Diagnostic Accuracy of Three-Dimensional Neuroretinal Rim Thickness for Differentiation of Myopic Glaucoma From Myopia.

PURPOSE

To compare the diagnostic accuracy of three-dimensional neuroretinal rim (3D-NRR) and peripapillary retinal nerve fiber layer (RNFL) thickness for differentiation of myopic glaucoma from myopia.

METHODS

Healthy myopic individuals (n = 193 eyes) and age-matched myopic glaucoma patients (n = 61 eyes) were enrolled. A 200 × 200-optic disc cube scan was performed with Cirrus HD-OCT. The rates of false-positive errors were compared between RNFL and 3D-NRR thickness measurements. The diagnostic accuracies of RNFL and 3D-NRR thickness for myopic glaucoma were compared by calculating the areas under receiver operating characteristic (AUROC) curves and the partial area under the curve (pAUC) for sensitivity ≥90%.

RESULTS

The overall false-positive rate was significantly greater for RNFL thickness (26.9%) than for 3D-NRR thickness (2.1%, P < 0.001). False-positive RNFL-thickness errors were prevalent in the nasal peripapillary region.

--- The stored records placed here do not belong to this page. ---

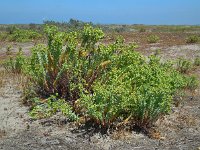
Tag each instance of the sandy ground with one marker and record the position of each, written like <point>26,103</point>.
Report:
<point>180,130</point>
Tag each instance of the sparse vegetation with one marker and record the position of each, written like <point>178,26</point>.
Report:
<point>103,83</point>
<point>153,39</point>
<point>192,39</point>
<point>183,65</point>
<point>197,61</point>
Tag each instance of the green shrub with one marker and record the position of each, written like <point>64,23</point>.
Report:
<point>153,39</point>
<point>104,83</point>
<point>197,61</point>
<point>192,39</point>
<point>51,107</point>
<point>192,82</point>
<point>183,65</point>
<point>15,64</point>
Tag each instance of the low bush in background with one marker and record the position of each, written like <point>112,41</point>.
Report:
<point>192,39</point>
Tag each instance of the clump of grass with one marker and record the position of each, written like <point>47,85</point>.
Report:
<point>197,61</point>
<point>9,50</point>
<point>142,30</point>
<point>192,39</point>
<point>183,65</point>
<point>153,39</point>
<point>104,83</point>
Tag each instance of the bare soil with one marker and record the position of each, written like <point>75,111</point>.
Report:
<point>180,130</point>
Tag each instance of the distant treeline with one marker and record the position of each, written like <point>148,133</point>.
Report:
<point>74,24</point>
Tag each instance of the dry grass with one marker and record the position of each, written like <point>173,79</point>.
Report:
<point>2,78</point>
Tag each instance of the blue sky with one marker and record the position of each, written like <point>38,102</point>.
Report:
<point>101,11</point>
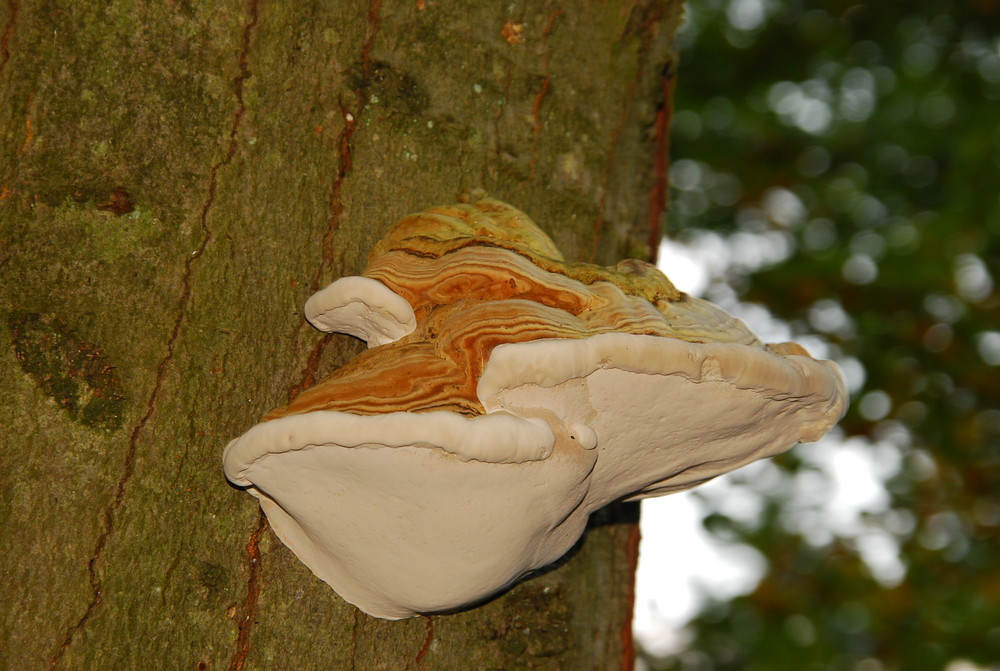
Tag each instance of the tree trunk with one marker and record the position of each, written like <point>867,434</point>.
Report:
<point>174,182</point>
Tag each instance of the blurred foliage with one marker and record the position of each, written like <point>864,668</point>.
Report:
<point>865,138</point>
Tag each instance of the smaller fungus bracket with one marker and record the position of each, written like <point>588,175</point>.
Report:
<point>361,307</point>
<point>505,396</point>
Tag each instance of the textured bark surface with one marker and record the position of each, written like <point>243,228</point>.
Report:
<point>175,180</point>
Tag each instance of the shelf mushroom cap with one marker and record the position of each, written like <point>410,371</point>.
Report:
<point>507,394</point>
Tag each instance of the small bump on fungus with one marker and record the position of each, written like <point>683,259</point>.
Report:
<point>508,394</point>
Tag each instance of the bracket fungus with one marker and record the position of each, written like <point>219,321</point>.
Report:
<point>505,396</point>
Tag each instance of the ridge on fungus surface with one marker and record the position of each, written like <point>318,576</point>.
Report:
<point>493,285</point>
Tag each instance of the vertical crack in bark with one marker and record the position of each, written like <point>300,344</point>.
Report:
<point>536,108</point>
<point>111,511</point>
<point>345,143</point>
<point>606,173</point>
<point>428,639</point>
<point>8,32</point>
<point>250,607</point>
<point>645,25</point>
<point>661,159</point>
<point>632,559</point>
<point>345,148</point>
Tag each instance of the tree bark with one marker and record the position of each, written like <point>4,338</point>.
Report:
<point>175,180</point>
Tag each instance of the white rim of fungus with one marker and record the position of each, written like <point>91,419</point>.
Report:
<point>362,307</point>
<point>550,362</point>
<point>498,437</point>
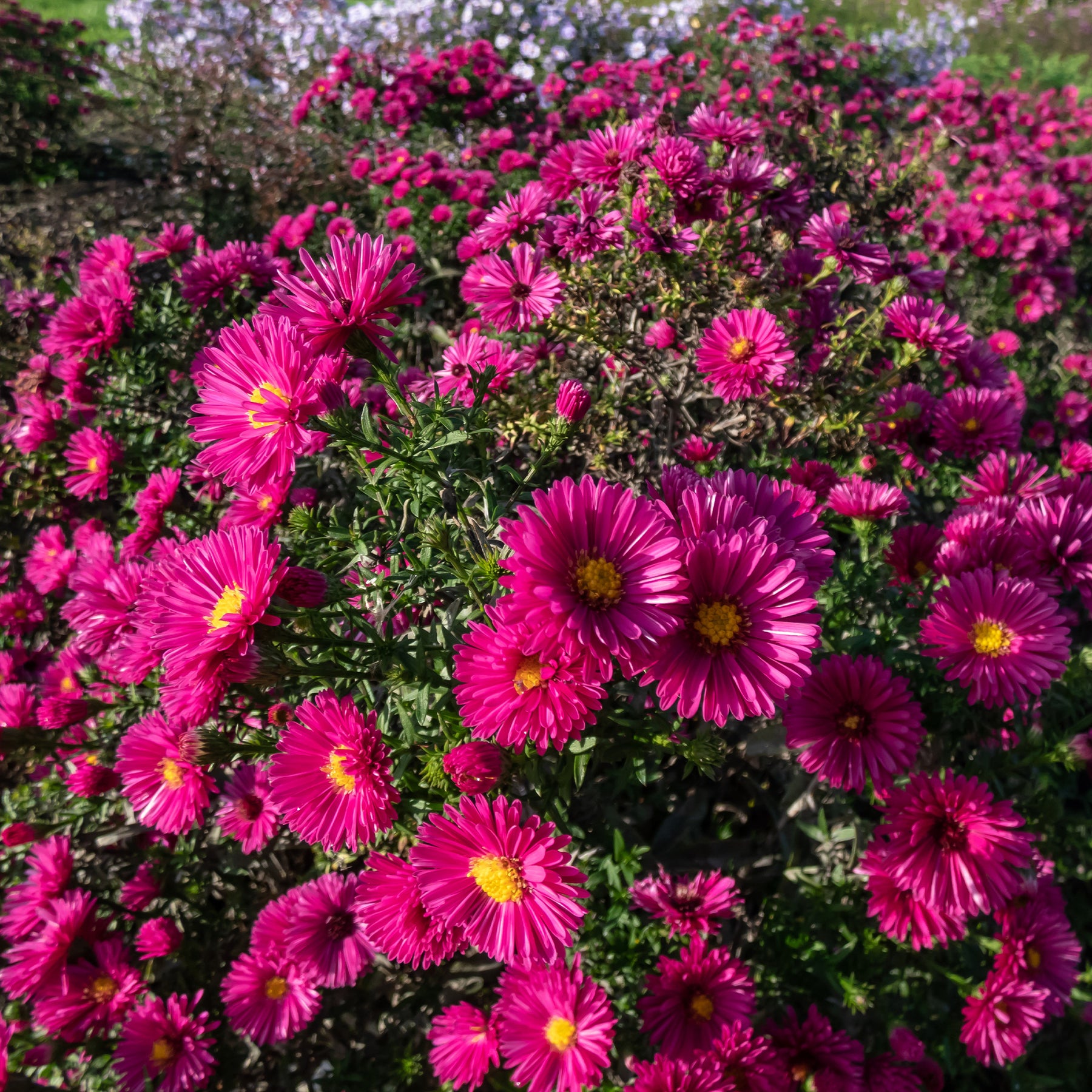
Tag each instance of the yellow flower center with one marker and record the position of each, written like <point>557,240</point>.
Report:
<point>598,582</point>
<point>102,989</point>
<point>528,675</point>
<point>229,602</point>
<point>741,349</point>
<point>172,774</point>
<point>500,878</point>
<point>259,399</point>
<point>719,624</point>
<point>342,780</point>
<point>163,1051</point>
<point>991,638</point>
<point>561,1033</point>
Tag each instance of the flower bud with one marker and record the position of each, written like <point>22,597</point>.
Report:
<point>573,401</point>
<point>474,768</point>
<point>303,588</point>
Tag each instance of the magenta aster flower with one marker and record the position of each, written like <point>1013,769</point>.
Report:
<point>161,775</point>
<point>693,999</point>
<point>554,1028</point>
<point>689,905</point>
<point>972,420</point>
<point>954,846</point>
<point>514,295</point>
<point>1000,1019</point>
<point>166,1042</point>
<point>675,1075</point>
<point>258,393</point>
<point>748,635</point>
<point>327,935</point>
<point>902,915</point>
<point>91,997</point>
<point>49,871</point>
<point>593,568</point>
<point>348,298</point>
<point>1003,474</point>
<point>928,326</point>
<point>331,775</point>
<point>464,1046</point>
<point>246,812</point>
<point>90,453</point>
<point>513,688</point>
<point>158,937</point>
<point>862,499</point>
<point>508,883</point>
<point>1039,944</point>
<point>269,999</point>
<point>36,965</point>
<point>748,1060</point>
<point>1003,638</point>
<point>388,899</point>
<point>49,562</point>
<point>743,353</point>
<point>210,598</point>
<point>813,1048</point>
<point>600,158</point>
<point>913,551</point>
<point>854,719</point>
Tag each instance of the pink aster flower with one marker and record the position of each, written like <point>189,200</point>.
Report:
<point>348,298</point>
<point>513,689</point>
<point>1000,1019</point>
<point>693,999</point>
<point>161,775</point>
<point>514,295</point>
<point>912,551</point>
<point>854,719</point>
<point>862,499</point>
<point>1002,474</point>
<point>269,999</point>
<point>748,1062</point>
<point>327,936</point>
<point>689,905</point>
<point>158,939</point>
<point>91,997</point>
<point>508,883</point>
<point>90,453</point>
<point>210,598</point>
<point>259,391</point>
<point>389,902</point>
<point>748,633</point>
<point>928,326</point>
<point>954,846</point>
<point>601,158</point>
<point>813,1048</point>
<point>49,562</point>
<point>331,775</point>
<point>475,767</point>
<point>743,353</point>
<point>676,1075</point>
<point>49,871</point>
<point>36,965</point>
<point>554,1028</point>
<point>1003,638</point>
<point>901,914</point>
<point>972,422</point>
<point>246,812</point>
<point>593,568</point>
<point>464,1045</point>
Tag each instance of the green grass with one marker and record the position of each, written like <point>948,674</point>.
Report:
<point>90,12</point>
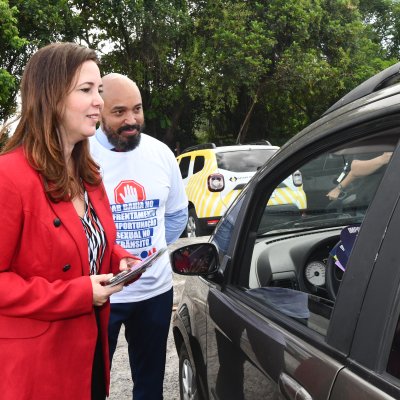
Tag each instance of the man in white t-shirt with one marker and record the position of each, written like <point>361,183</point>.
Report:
<point>149,205</point>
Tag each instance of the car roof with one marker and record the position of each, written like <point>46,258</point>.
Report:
<point>383,79</point>
<point>263,144</point>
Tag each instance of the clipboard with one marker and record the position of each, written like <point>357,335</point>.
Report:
<point>136,269</point>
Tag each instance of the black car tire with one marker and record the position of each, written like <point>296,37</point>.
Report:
<point>187,377</point>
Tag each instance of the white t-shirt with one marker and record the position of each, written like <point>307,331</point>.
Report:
<point>142,185</point>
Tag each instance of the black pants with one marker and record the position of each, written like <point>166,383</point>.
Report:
<point>98,385</point>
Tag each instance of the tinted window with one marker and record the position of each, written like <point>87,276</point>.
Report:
<point>184,166</point>
<point>394,358</point>
<point>247,160</point>
<point>300,255</point>
<point>198,164</point>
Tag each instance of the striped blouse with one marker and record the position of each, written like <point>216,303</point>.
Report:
<point>95,236</point>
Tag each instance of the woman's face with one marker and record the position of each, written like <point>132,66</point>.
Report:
<point>82,105</point>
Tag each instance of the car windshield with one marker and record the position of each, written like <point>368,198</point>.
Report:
<point>243,160</point>
<point>337,187</point>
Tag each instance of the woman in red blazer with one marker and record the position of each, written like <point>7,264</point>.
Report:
<point>57,236</point>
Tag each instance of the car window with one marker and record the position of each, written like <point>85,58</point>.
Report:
<point>184,166</point>
<point>300,255</point>
<point>248,160</point>
<point>198,164</point>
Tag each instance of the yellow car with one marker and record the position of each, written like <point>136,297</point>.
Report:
<point>214,176</point>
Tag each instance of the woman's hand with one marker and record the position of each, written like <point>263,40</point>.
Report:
<point>128,263</point>
<point>102,293</point>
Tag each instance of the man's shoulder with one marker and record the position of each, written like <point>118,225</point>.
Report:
<point>155,144</point>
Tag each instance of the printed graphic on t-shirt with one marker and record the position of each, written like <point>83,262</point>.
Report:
<point>135,218</point>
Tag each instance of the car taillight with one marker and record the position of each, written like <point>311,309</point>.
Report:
<point>216,183</point>
<point>297,178</point>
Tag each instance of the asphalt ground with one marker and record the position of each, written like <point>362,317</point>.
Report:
<point>121,383</point>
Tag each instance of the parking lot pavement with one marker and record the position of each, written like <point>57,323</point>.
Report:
<point>121,385</point>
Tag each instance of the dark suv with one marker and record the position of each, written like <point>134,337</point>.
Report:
<point>304,306</point>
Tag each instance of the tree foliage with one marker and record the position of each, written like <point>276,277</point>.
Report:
<point>217,70</point>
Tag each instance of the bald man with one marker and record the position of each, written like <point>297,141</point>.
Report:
<point>149,204</point>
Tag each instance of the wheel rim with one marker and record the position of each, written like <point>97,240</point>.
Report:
<point>191,227</point>
<point>188,382</point>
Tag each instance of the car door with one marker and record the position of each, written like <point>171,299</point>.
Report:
<point>259,348</point>
<point>373,370</point>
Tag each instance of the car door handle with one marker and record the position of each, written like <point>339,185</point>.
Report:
<point>292,390</point>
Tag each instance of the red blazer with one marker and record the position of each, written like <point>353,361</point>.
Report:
<point>48,327</point>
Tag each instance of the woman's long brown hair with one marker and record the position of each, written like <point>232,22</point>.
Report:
<point>47,79</point>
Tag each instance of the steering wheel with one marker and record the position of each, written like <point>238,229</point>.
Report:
<point>333,276</point>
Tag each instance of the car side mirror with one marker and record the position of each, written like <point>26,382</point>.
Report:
<point>195,259</point>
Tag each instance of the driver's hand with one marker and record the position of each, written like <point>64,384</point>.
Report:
<point>334,194</point>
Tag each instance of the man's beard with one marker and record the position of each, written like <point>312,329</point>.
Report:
<point>123,143</point>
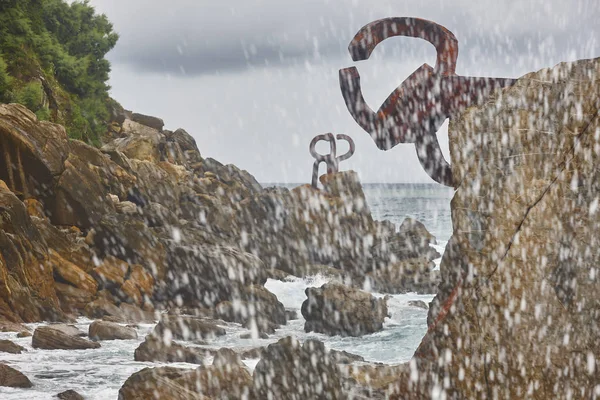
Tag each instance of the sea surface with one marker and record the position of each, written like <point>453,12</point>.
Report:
<point>99,373</point>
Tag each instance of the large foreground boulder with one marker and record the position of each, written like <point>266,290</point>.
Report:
<point>48,338</point>
<point>6,346</point>
<point>104,330</point>
<point>155,384</point>
<point>335,309</point>
<point>155,349</point>
<point>187,328</point>
<point>518,311</point>
<point>291,371</point>
<point>204,383</point>
<point>409,275</point>
<point>12,378</point>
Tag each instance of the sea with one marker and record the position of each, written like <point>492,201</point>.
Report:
<point>99,373</point>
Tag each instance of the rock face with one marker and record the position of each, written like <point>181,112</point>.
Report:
<point>147,221</point>
<point>336,309</point>
<point>104,330</point>
<point>156,383</point>
<point>47,338</point>
<point>12,378</point>
<point>518,309</point>
<point>69,395</point>
<point>187,328</point>
<point>410,275</point>
<point>288,370</point>
<point>155,349</point>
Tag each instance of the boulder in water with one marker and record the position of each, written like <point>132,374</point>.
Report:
<point>69,395</point>
<point>187,328</point>
<point>157,383</point>
<point>48,338</point>
<point>7,346</point>
<point>155,349</point>
<point>104,330</point>
<point>291,371</point>
<point>10,377</point>
<point>335,309</point>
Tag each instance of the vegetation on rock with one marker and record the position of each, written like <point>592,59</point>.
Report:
<point>52,61</point>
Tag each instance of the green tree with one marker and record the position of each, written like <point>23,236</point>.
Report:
<point>63,44</point>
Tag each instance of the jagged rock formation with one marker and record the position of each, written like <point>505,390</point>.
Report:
<point>518,311</point>
<point>336,309</point>
<point>147,222</point>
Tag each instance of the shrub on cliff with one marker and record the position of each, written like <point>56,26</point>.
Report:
<point>57,49</point>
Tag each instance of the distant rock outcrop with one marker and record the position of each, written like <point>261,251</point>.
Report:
<point>518,307</point>
<point>336,309</point>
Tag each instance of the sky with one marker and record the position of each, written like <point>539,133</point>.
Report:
<point>255,80</point>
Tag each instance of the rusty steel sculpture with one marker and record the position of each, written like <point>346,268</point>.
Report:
<point>331,160</point>
<point>415,111</point>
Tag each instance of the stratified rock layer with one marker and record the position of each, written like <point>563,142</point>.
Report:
<point>336,309</point>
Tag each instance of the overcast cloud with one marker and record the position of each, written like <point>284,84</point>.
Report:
<point>254,81</point>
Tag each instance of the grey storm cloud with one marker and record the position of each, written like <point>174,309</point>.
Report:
<point>196,37</point>
<point>255,80</point>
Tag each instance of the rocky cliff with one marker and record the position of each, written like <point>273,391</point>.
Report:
<point>518,311</point>
<point>147,221</point>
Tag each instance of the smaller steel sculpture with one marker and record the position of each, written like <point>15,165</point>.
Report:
<point>331,159</point>
<point>415,111</point>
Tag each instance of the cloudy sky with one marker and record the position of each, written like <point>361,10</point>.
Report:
<point>255,80</point>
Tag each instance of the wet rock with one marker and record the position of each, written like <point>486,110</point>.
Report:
<point>157,383</point>
<point>44,145</point>
<point>70,330</point>
<point>226,357</point>
<point>100,308</point>
<point>141,142</point>
<point>157,215</point>
<point>253,353</point>
<point>72,299</point>
<point>141,280</point>
<point>126,207</point>
<point>133,314</point>
<point>29,294</point>
<point>70,395</point>
<point>418,304</point>
<point>7,346</point>
<point>155,349</point>
<point>288,370</point>
<point>291,315</point>
<point>253,302</point>
<point>147,120</point>
<point>229,381</point>
<point>104,330</point>
<point>183,139</point>
<point>48,338</point>
<point>137,243</point>
<point>10,377</point>
<point>67,272</point>
<point>8,326</point>
<point>111,273</point>
<point>525,236</point>
<point>260,326</point>
<point>207,275</point>
<point>187,328</point>
<point>336,309</point>
<point>80,194</point>
<point>254,335</point>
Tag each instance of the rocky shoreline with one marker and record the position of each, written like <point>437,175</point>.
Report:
<point>146,230</point>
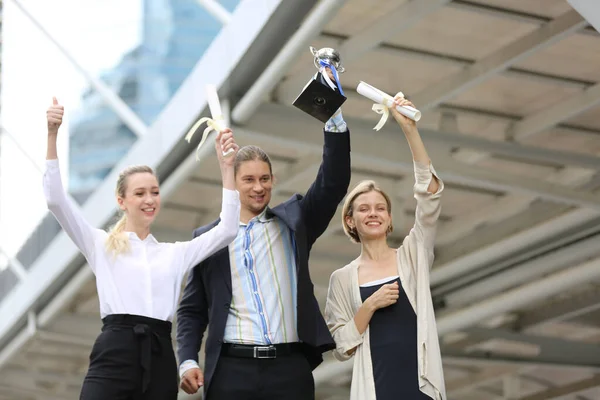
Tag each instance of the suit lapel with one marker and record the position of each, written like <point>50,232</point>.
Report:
<point>224,265</point>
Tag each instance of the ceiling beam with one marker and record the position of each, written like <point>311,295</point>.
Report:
<point>355,47</point>
<point>569,389</point>
<point>280,124</point>
<point>563,110</point>
<point>549,350</point>
<point>501,59</point>
<point>573,307</point>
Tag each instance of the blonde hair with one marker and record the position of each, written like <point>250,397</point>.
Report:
<point>348,211</point>
<point>117,242</point>
<point>251,153</point>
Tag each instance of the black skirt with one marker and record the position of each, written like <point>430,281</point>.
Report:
<point>132,359</point>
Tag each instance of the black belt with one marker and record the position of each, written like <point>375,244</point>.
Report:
<point>148,331</point>
<point>265,351</point>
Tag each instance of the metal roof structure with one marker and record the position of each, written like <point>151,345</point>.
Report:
<point>510,96</point>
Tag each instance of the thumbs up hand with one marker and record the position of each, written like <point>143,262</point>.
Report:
<point>54,115</point>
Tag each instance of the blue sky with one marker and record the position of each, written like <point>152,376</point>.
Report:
<point>96,33</point>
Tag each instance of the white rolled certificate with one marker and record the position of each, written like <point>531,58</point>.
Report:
<point>214,105</point>
<point>216,123</point>
<point>380,97</point>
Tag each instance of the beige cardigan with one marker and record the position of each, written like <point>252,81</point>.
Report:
<point>414,261</point>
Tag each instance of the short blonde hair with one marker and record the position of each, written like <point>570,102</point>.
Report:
<point>347,210</point>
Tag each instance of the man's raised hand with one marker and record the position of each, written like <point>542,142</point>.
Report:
<point>54,115</point>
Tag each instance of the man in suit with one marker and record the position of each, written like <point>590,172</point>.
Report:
<point>266,332</point>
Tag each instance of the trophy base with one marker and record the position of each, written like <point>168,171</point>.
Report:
<point>319,100</point>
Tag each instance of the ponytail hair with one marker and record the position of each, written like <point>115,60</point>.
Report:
<point>117,241</point>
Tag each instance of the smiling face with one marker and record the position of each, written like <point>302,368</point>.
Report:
<point>140,198</point>
<point>370,217</point>
<point>254,182</point>
<point>367,213</point>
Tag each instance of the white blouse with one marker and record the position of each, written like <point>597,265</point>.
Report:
<point>146,280</point>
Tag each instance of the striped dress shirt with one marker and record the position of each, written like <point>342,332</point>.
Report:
<point>263,279</point>
<point>263,282</point>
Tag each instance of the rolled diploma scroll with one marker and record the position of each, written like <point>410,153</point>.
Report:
<point>216,123</point>
<point>385,99</point>
<point>214,105</point>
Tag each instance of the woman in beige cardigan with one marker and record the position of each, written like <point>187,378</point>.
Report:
<point>379,307</point>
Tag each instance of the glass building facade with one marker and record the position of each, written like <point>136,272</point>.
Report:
<point>174,35</point>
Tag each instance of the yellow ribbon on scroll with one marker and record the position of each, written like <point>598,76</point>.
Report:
<point>212,125</point>
<point>384,111</point>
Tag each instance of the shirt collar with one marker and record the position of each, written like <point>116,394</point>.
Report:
<point>265,216</point>
<point>134,236</point>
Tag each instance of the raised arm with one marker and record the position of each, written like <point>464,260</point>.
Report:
<point>201,247</point>
<point>427,191</point>
<point>192,320</point>
<point>65,211</point>
<point>417,148</point>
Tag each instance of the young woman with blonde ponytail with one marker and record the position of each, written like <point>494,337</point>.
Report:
<point>138,278</point>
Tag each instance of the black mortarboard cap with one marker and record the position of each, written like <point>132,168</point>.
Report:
<point>318,99</point>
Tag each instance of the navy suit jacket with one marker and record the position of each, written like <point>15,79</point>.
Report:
<point>207,295</point>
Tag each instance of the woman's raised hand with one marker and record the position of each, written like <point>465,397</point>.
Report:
<point>54,115</point>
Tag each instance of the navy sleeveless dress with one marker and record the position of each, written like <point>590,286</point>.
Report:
<point>393,341</point>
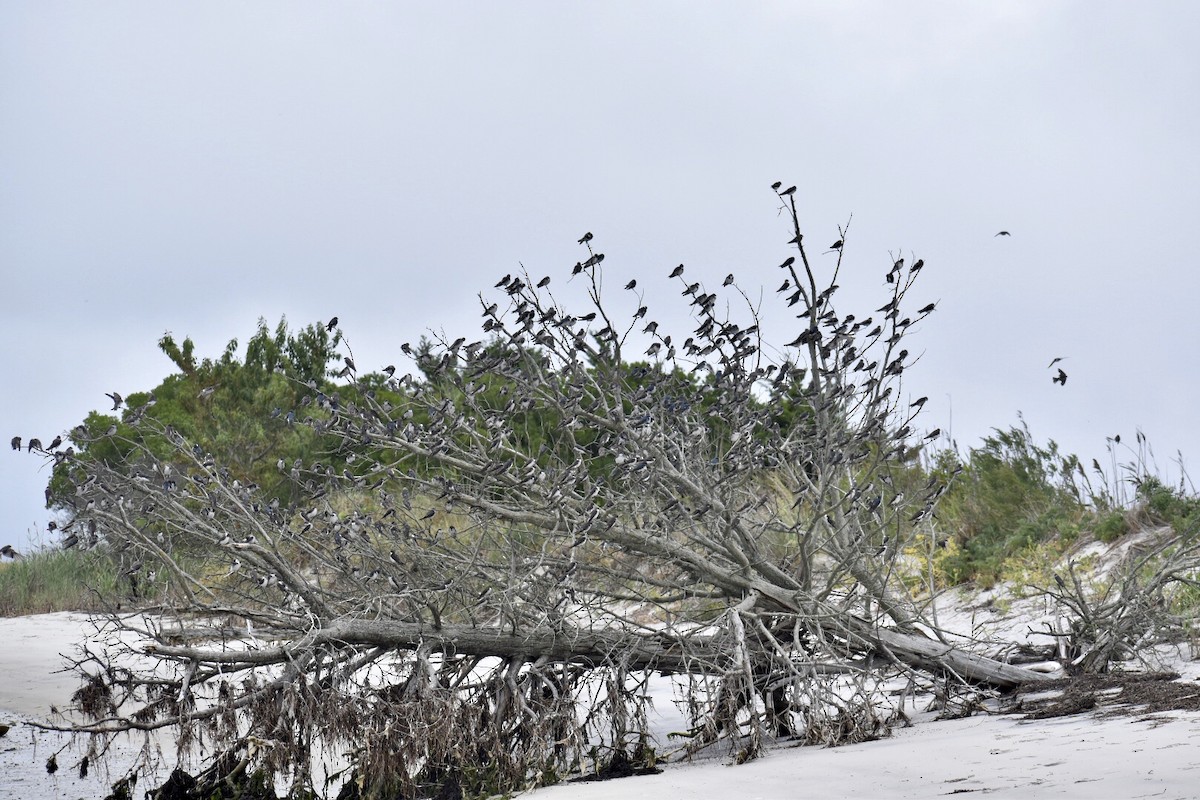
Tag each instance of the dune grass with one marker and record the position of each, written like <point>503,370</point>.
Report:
<point>55,581</point>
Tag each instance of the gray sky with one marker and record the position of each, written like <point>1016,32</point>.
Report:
<point>193,167</point>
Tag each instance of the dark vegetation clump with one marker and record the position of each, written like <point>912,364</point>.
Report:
<point>1114,693</point>
<point>461,579</point>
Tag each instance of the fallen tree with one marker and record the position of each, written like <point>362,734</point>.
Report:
<point>531,525</point>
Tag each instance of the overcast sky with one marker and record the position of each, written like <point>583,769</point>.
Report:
<point>193,167</point>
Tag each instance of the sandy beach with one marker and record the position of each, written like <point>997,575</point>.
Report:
<point>1092,755</point>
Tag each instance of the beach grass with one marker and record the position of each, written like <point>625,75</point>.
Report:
<point>57,581</point>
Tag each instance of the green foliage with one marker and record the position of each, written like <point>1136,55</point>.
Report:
<point>1008,495</point>
<point>238,410</point>
<point>1163,505</point>
<point>52,581</point>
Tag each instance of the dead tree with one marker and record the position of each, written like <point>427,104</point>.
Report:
<point>553,510</point>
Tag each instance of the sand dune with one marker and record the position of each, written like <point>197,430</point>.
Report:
<point>1083,756</point>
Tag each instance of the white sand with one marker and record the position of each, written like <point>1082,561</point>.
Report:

The 3D-NRR thickness relative to RNFL revealed a greater AUROC from the 12 to 6 o'clock and 9 o'clock sectors. Again, comparing 3D-NRR with RNFL thickness, the pAUC for sensitivity ≥90% was greater in the nasal quadrant, 12, 3, 4, and 5 o'clock sectors. Also, the sensitivity and specificity, based on the internal normative database, were greater for 3D-NRR than for RNFL thickness.

CONCLUSIONS

3D-NRR thickness measurement reduced the false-positive rate for glaucoma diagnosis and demonstrated better accuracy for glaucoma detection in myopic eyes. Measurement of 3D-NRR can be complementary to RNFL thickness measurement for differentiation of myopic glaucoma from myopia.